Under the microscope: Building a distributed 'supercomputer'

This physical tutorial gives you a scheme for building your very own computer 'cluster', allowing you to help with computational science such as Folding@home.

Folding@home relies on graphics processing units (GPUs) as the 'computers' to run their modelling software that simulates interaction dynamics at the molecular level. This tutorial helps you build your own computational (GPU-based) platform, giving you the power to help them do vaccine development better (and potentially helping in other important ways, too).

Supercomputer hardware

Within recent times we have seen a dramatic increase in power available in GPUs, an increase that is more cost-effective than compared to traditional CPUs. Along with this, the computational overhead of using GPUs has also decreased on systems such as NVIDIA's CUDA framework. Until CPU development catchs up, now is an optimal time to invest in a GPU-based 'cluster' to do something worthwhile, especially now crypto-mining has lost it's financial imperative.

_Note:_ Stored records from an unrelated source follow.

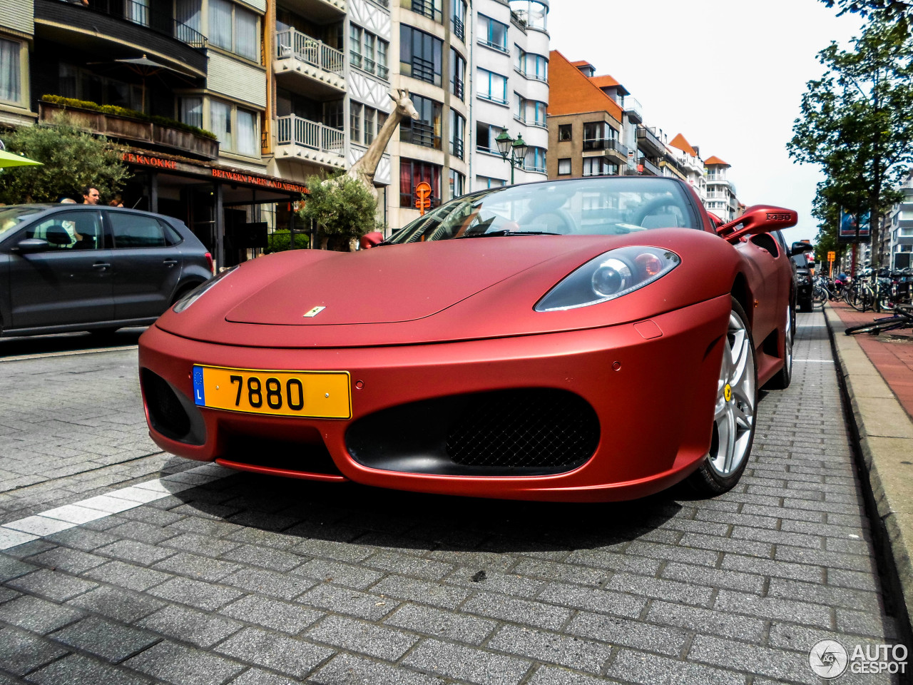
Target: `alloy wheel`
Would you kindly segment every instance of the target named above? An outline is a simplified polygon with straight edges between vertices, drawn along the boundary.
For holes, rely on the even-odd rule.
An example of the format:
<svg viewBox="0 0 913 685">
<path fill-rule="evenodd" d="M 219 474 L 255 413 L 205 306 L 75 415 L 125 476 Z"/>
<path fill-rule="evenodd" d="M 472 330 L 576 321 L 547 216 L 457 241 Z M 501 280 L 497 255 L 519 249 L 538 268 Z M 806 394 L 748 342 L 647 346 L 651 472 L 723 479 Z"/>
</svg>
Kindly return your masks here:
<svg viewBox="0 0 913 685">
<path fill-rule="evenodd" d="M 792 321 L 787 325 L 792 328 Z M 791 335 L 792 330 L 787 334 L 790 364 L 792 356 Z M 717 385 L 713 441 L 708 458 L 709 466 L 720 476 L 738 470 L 748 457 L 754 433 L 757 396 L 751 339 L 741 317 L 732 311 Z"/>
</svg>

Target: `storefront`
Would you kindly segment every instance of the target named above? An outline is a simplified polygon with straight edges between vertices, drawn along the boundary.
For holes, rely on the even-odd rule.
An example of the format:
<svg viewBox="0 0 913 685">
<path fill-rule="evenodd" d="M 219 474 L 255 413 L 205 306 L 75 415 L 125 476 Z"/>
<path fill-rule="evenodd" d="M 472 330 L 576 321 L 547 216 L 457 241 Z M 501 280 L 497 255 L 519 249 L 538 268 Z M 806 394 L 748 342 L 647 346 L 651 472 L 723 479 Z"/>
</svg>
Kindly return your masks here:
<svg viewBox="0 0 913 685">
<path fill-rule="evenodd" d="M 293 211 L 308 192 L 301 184 L 140 149 L 124 153 L 123 161 L 133 173 L 123 206 L 181 219 L 217 267 L 261 254 L 278 228 L 304 230 Z"/>
</svg>

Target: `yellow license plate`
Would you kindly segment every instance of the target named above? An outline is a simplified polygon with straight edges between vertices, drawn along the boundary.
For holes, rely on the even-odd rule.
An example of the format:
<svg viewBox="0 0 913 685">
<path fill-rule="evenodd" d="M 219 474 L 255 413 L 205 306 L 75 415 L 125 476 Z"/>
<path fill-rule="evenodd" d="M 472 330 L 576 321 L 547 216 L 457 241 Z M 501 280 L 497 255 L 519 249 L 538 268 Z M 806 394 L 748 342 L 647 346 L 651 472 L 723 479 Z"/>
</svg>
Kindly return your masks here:
<svg viewBox="0 0 913 685">
<path fill-rule="evenodd" d="M 194 402 L 214 409 L 309 418 L 350 418 L 347 371 L 260 371 L 194 366 Z"/>
</svg>

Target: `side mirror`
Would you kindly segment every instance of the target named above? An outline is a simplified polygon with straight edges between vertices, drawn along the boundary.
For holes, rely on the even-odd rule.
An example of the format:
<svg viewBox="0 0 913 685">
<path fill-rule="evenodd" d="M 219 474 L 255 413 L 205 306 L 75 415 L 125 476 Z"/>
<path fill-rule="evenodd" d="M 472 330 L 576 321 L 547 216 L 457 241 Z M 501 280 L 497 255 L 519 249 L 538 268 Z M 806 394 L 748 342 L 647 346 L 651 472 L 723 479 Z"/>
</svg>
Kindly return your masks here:
<svg viewBox="0 0 913 685">
<path fill-rule="evenodd" d="M 754 205 L 745 214 L 717 228 L 717 235 L 730 243 L 737 243 L 743 236 L 756 236 L 781 228 L 790 228 L 799 221 L 799 214 L 792 209 Z"/>
<path fill-rule="evenodd" d="M 804 252 L 811 252 L 813 249 L 814 249 L 814 247 L 809 245 L 808 243 L 792 243 L 792 247 L 790 248 L 790 257 L 795 257 L 796 255 L 801 255 Z"/>
<path fill-rule="evenodd" d="M 44 252 L 48 247 L 47 241 L 42 240 L 40 237 L 26 237 L 13 246 L 11 251 L 26 255 L 29 252 Z"/>
</svg>

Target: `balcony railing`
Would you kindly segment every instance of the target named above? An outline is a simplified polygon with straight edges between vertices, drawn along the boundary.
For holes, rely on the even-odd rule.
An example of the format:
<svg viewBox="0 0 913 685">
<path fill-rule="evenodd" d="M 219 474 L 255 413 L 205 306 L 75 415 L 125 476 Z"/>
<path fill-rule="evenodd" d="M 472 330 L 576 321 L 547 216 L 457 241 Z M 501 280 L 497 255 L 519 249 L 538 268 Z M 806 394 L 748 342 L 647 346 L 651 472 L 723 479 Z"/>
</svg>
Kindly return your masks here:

How to build your own 'supercomputer'

1) Buy used hardware. The sneaky buyer may be able to snag a bargain on second-hand GPUs from existing crypto-miners. They are probably wanting to dump their hardware, as there is no financial benefit to mining anymore (due to the 'merging' event that occurred recently). Ideally get some NVIDIA RTXs around the 3060 Ti level to maximise your cost-efficiency.

2) Build your supercomputer. My experience led me to believe that adapting the mining 'rig' default configuration is almost ideal. But, change the motherboard (MB) from a mining type to an enterprise-y MB from last decade (I'm using an HP Z420 board). As these motherboards don't have all PCIE x16 type slots you will need to buy adapters. Besides the motherboard, the hardware layout is identical to building a mining rig with an open-air chassis.

3) Configure the platform. Install Linux, then GPU drivers, then Folding@home software. Dell supports Linux, while I had no issue running Ubuntu 22.04 LTS on my HP hardware. Ubuntu even has an install guide. The command-line Terminal program can be used to install the most recent NVIDIA drivers available, and also both Folding@home's client and core software. For power efficiency reasons, you can set the GPU's clock speeds to be below their maximum.

Conclusion

The main points covered within this article included suggestions: to find cost-effective GPU hardware, for building the actual cluster computer (which is similar to building a mining rig), and setting up the computer for molecular dynamics simulations via Folding@home.

Once your computer is online and ready to run such software, we believe you will be helping to solve one of the biggest problems of our time - potentially helping to save millions of people all over the world from dying unnecessary due to viruses such as COVID-19.